Earlier this week, we had a late spring storm, of the sort that is not at all unusual for Colorado. In fact, my family’s rule of thumb is that you’re a fool if you put anything in the ground before Mother’s Day. So we’re pretty much right on schedule. But I planted my early spring veggies in containers more than a month ago. I hoped for the best— the radishes and spinach had been thriving, but it would not be the first time (and probably won’t be the last time) I saw a promising start fail to materialize. Especially with spring veggies, I have a touch of Darwinism about me. I sow, I hope, I move on.
I did nothing to protect the veggies from the weather, but I started to worry about that position when the snow started to get serious. I was lucky. Warmer temps have returned, and my spring veggies are none the worse for the cold.
After weeks of too busy, I finally had an evening without plans.
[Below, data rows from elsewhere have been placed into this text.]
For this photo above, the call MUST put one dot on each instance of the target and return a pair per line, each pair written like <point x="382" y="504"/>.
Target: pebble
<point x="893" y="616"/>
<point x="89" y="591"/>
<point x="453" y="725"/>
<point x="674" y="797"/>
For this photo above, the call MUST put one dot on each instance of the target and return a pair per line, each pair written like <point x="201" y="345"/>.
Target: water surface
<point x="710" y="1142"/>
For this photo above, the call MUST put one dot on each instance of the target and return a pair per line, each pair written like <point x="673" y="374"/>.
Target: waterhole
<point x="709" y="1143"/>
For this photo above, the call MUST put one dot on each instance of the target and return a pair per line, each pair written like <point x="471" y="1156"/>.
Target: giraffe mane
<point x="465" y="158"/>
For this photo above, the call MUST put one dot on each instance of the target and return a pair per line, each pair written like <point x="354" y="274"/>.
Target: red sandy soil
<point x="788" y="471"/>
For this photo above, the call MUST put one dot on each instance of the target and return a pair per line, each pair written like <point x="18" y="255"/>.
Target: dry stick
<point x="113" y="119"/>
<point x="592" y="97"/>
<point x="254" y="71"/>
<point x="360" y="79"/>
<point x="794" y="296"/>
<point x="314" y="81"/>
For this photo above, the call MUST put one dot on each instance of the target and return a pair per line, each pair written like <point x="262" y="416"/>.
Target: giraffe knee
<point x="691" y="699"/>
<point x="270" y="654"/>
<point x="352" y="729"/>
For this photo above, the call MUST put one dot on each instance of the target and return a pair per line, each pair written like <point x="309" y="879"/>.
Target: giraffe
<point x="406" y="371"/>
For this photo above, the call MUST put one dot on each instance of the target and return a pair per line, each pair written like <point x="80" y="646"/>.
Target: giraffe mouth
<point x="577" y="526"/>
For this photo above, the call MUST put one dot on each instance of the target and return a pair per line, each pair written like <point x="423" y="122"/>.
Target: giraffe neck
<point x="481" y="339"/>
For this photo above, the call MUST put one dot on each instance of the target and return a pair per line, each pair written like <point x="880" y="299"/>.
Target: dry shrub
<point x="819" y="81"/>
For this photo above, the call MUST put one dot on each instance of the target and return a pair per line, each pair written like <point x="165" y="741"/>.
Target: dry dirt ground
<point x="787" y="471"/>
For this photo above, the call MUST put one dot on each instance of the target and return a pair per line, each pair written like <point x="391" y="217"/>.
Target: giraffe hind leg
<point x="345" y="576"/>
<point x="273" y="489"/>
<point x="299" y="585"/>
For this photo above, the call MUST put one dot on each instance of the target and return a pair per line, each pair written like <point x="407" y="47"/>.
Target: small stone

I seized it to make myself dinner. I tried a recipe last spring for buttered leeks and radishes that I liked, and happened to have some past-their-prime leeks in the refrigerator. It’s a mild pleasant dish that goes well with chicken or fish. I thawed some chicken breasts to grill in lime juice.
I harvested the radishes. I’m not a huge recipe follower, so I followed the broad outlines. Instead of olive oil and fresh parsley, I used a couple of cubes of chopped parsley from last year’s community garden that I froze in an ice tray and vegetable oil. Instead of scallions, I used diced sweet onion, and instead of chicken broth and salt, I used some vegetable bouillon (I call it that, but it’s the brine I drained off zucchini relish I made and froze last fall. I’ve used it all winter as a base for soups) and skipped the extra salt.
I made a salad of the radish greens and threw in baby spinach and some kale that has been overwintering next to my balcony window. I dressed the salad with a basic balsamic vinaigrette that I put together with the dregs of Dijon mustard mixed with some olive oil, minced garlic and balsamic vinegar.
There was such a satisfaction in making a meal like this. I love the thoughtful combination of ingredients, finding ways to use the whole food. It happens on an entirely different plane than I’ve been spending the rest of my life. It’s what’s been missing in the crazy stretch I’ve been weathering.